Can anyone help me with this interpretation.  Seems to be more taga-english, which makes it even harder for me to get at the meaning in tagalog.  I hope any willing tagalog speakers can help.  Thanks!  Oh, by the way, the context:

There was a picture of a blushing lady by a bottle of wine and a young man standing behind her touching her shoulder.  The caption under the picture stated:

"si feeling am nagrorosy cheeks,,,iba talaga and mestisa...or bka sa white wine lang yan?"


----------



## niernier

From my interpretation, the lady is called 'feeling am'? I don't get it how she got that name. Let's wait what the others say about this.

1. si feeling am nagrorosy cheeks => Feeling am is getting rosy cheeks. ( Currently, her cheeks are growing rosy.)


2. The next one had a typo.
iba talaga and mestisa.
iba talaga ang mestisa. => literally, A mestisa is really different.
On a good sounding English, say, A mestisa is unlike any other.


By the way, correct me if I am wrong, a mestisa is a half native Filipina and half white. Another commonly used term for that is 'tisay'. _Tisa_ from the word mestisa added with a diminutive 'y'.


3. or bka sa white wine lang yan?
Or maybe it's just because of the white wine?


On my own understanding, the lady is a mestisa(who usually have rosy cheeks) and was doubted that she got that rosy cheeks because she drank the white wine.


----------



## Wacky...

I think the "am" there is *probably* how the word "american" was abbreviated in the sentence.
I'm not sure if non-filipinos could interpret what we mean by saying "feeling <adj>" but it is used to describe someone who acts as if he/she were <adj> when he/she is not really <adj>. We can presume that the blushing lady in the picture constantly acts as though she were "am" or perhaps only in that particular picture/event did she seem to be "feeling am." Whether the caption was meant to offend her, I am not certain.



niernier said:


> By the way, correct me if I am wrong, a mestisa is a half native Filipina and half white. Another commonly used term for that is 'tisay'. _Tisa_ from the word mestisa added with a diminutive 'y'.


"Mestisa" came from the spanish adjective "mestizo/za" which means "mixed races" or "half-breed." When we mention the word "mestiso/mestisa," we *often* refer to the Filipinos who have mixed filipino and caucasian blood. If "feeling am" really meant "feeling american," here, it begins to make sense. Maybe the one who wrote the caption called her "feeling am(erican)" because of the mere fact that she is "mestisa."


----------



## midnights0litude

These are interesting points that you two have made.

I do agree with Wacky... that feeling could've been used as a formulaic expression in Tagalog wherein the person acts as if she were american, even though she's not. 
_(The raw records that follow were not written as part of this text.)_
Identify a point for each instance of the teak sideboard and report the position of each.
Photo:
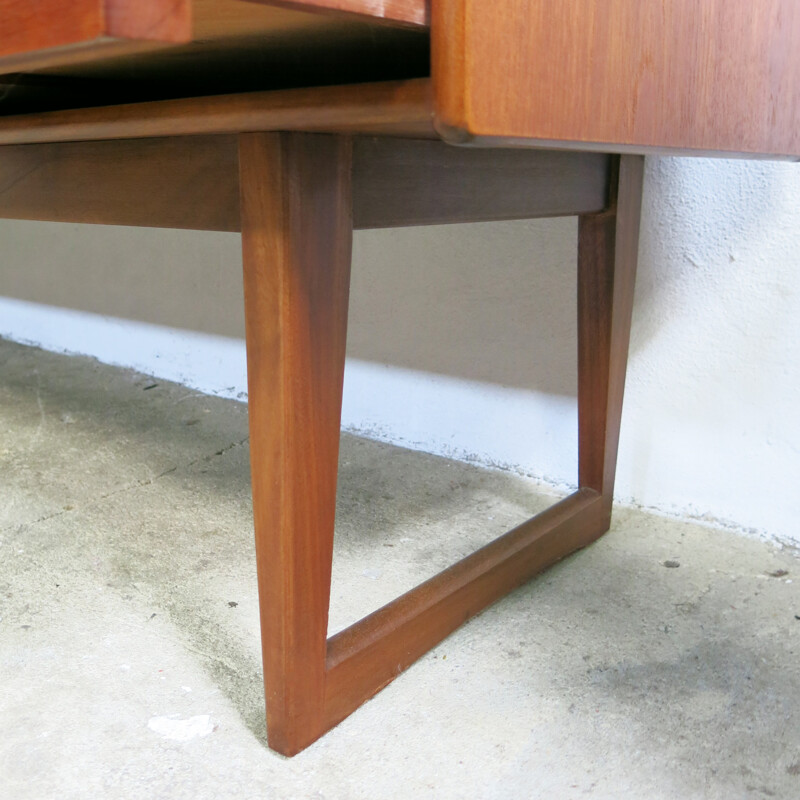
(295, 122)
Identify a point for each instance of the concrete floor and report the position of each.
(662, 662)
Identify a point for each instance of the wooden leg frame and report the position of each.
(296, 195)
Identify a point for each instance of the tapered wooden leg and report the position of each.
(296, 240)
(607, 251)
(296, 226)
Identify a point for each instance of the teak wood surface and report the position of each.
(296, 207)
(192, 182)
(692, 76)
(297, 170)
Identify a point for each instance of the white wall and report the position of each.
(462, 338)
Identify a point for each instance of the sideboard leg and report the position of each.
(296, 240)
(607, 253)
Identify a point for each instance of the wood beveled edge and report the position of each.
(406, 13)
(395, 108)
(367, 656)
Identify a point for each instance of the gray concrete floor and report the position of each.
(129, 644)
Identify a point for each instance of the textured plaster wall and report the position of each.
(462, 338)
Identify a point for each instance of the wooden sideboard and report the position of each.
(294, 122)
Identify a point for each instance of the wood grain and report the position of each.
(708, 76)
(192, 182)
(35, 33)
(607, 256)
(371, 653)
(296, 240)
(398, 108)
(411, 12)
(176, 182)
(123, 36)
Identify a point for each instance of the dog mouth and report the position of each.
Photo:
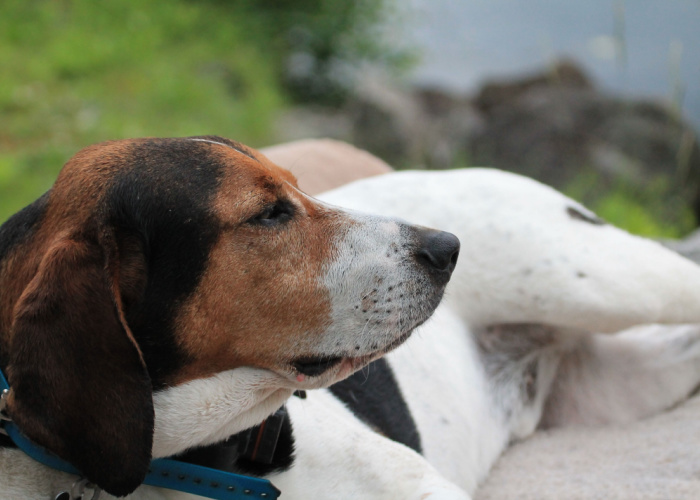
(314, 366)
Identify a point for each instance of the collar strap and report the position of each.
(163, 472)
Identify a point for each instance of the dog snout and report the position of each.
(437, 250)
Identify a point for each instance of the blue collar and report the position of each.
(164, 472)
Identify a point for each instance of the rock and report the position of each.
(560, 130)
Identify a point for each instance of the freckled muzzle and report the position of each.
(388, 279)
(438, 252)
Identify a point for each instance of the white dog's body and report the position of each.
(511, 347)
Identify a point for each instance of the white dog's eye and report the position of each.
(277, 213)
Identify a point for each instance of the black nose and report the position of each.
(437, 250)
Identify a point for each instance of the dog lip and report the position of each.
(314, 366)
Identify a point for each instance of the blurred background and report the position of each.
(600, 99)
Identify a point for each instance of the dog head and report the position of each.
(155, 262)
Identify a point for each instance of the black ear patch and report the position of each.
(79, 385)
(575, 213)
(164, 201)
(375, 397)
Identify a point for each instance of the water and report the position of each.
(648, 48)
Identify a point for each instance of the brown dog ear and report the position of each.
(79, 384)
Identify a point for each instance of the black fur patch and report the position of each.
(375, 397)
(14, 231)
(20, 226)
(227, 455)
(164, 200)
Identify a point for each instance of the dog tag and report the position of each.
(261, 441)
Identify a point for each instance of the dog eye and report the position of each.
(275, 214)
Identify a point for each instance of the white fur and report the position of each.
(522, 255)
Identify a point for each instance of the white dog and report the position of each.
(523, 338)
(517, 343)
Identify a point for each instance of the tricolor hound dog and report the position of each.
(168, 293)
(512, 347)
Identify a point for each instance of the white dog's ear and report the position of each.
(79, 384)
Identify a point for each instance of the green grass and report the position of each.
(79, 72)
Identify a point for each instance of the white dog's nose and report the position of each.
(438, 250)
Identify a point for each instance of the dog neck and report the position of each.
(207, 411)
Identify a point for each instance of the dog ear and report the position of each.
(79, 383)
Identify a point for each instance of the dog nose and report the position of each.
(437, 250)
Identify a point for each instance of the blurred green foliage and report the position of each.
(646, 210)
(76, 72)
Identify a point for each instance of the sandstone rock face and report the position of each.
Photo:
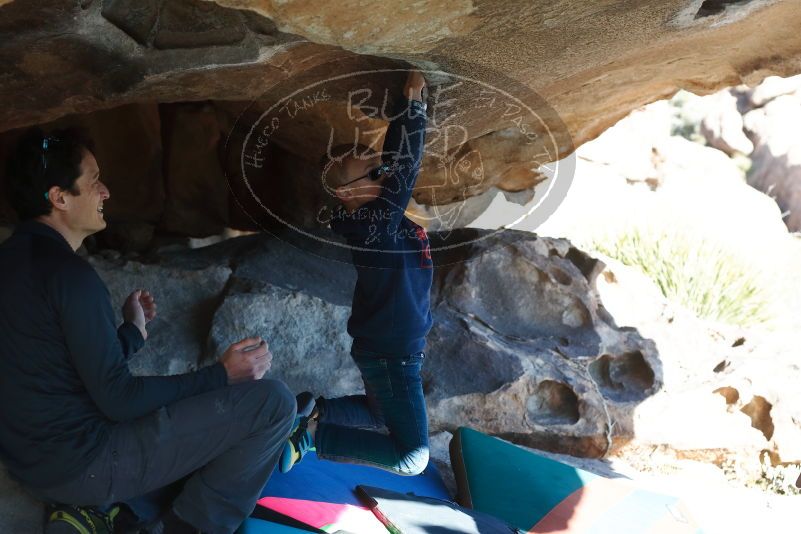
(723, 125)
(186, 301)
(590, 63)
(306, 335)
(521, 347)
(776, 159)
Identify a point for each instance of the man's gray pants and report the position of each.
(228, 441)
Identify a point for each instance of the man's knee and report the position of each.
(278, 407)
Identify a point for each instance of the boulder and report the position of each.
(186, 300)
(722, 125)
(776, 160)
(86, 56)
(306, 335)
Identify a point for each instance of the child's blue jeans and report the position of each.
(347, 429)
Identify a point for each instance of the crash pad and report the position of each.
(537, 494)
(322, 494)
(409, 514)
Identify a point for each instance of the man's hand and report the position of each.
(415, 84)
(247, 360)
(139, 308)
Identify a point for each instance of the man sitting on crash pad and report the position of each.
(76, 428)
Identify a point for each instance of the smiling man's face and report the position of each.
(85, 213)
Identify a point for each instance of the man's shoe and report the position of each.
(306, 406)
(69, 519)
(300, 440)
(299, 443)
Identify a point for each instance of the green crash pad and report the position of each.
(537, 494)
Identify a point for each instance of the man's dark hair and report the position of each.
(40, 161)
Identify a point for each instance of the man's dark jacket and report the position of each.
(64, 380)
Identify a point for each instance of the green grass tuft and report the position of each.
(694, 272)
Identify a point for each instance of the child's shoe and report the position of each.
(300, 440)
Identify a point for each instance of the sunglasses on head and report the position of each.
(47, 143)
(373, 174)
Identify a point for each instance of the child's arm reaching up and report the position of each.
(403, 144)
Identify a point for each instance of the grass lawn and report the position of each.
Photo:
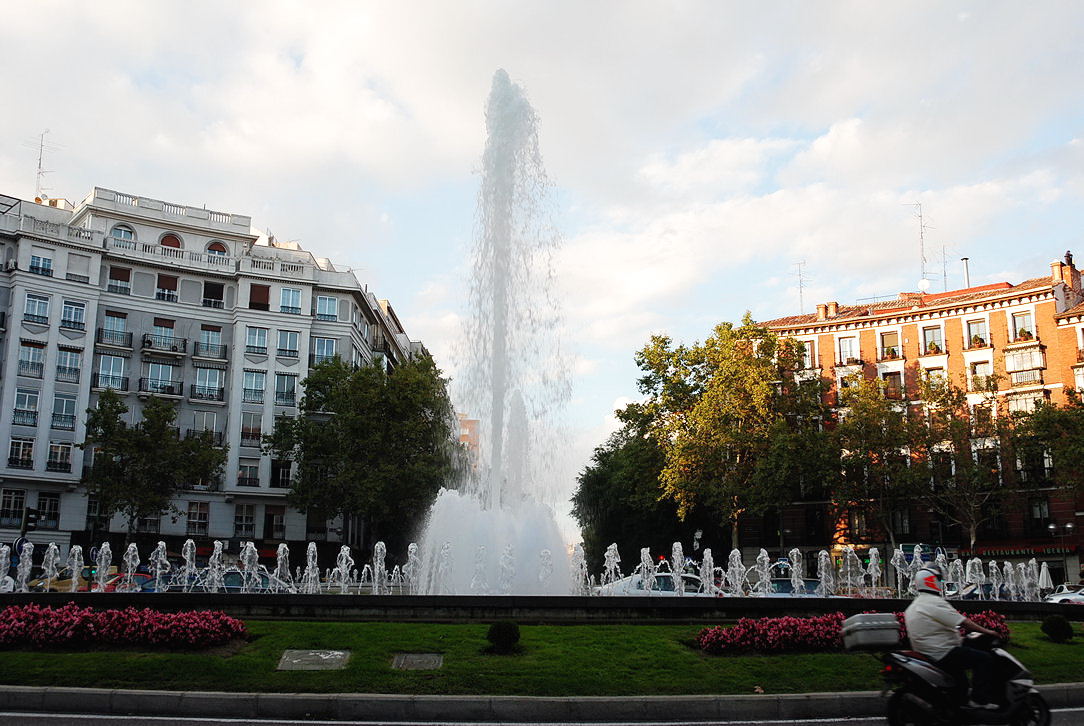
(558, 660)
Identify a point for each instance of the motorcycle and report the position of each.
(924, 695)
However, another reading could be that it was a typo. Maybe it meant Fil-Am, and not feeling am. There, it makes more sense that "Am," which clearly means American, is left in its truncated form. In my understanding, Fil-Am could mean either full filipino born in the US or half-white, half-filipino (correct me if I'm wrong). And as already been discussed, mestisa means half-breed, which only strengthens my argument that it could be a typo. I mean, the subtitle already had a typo when it had "and" instead of "ang"... so I think it's plausible that the "feeling" is also a typo. 

Hope that gives more insight.


----------



## tomaskarlito

Thanks, guys.  These interpretations are useful.  I have plenty of others!


----------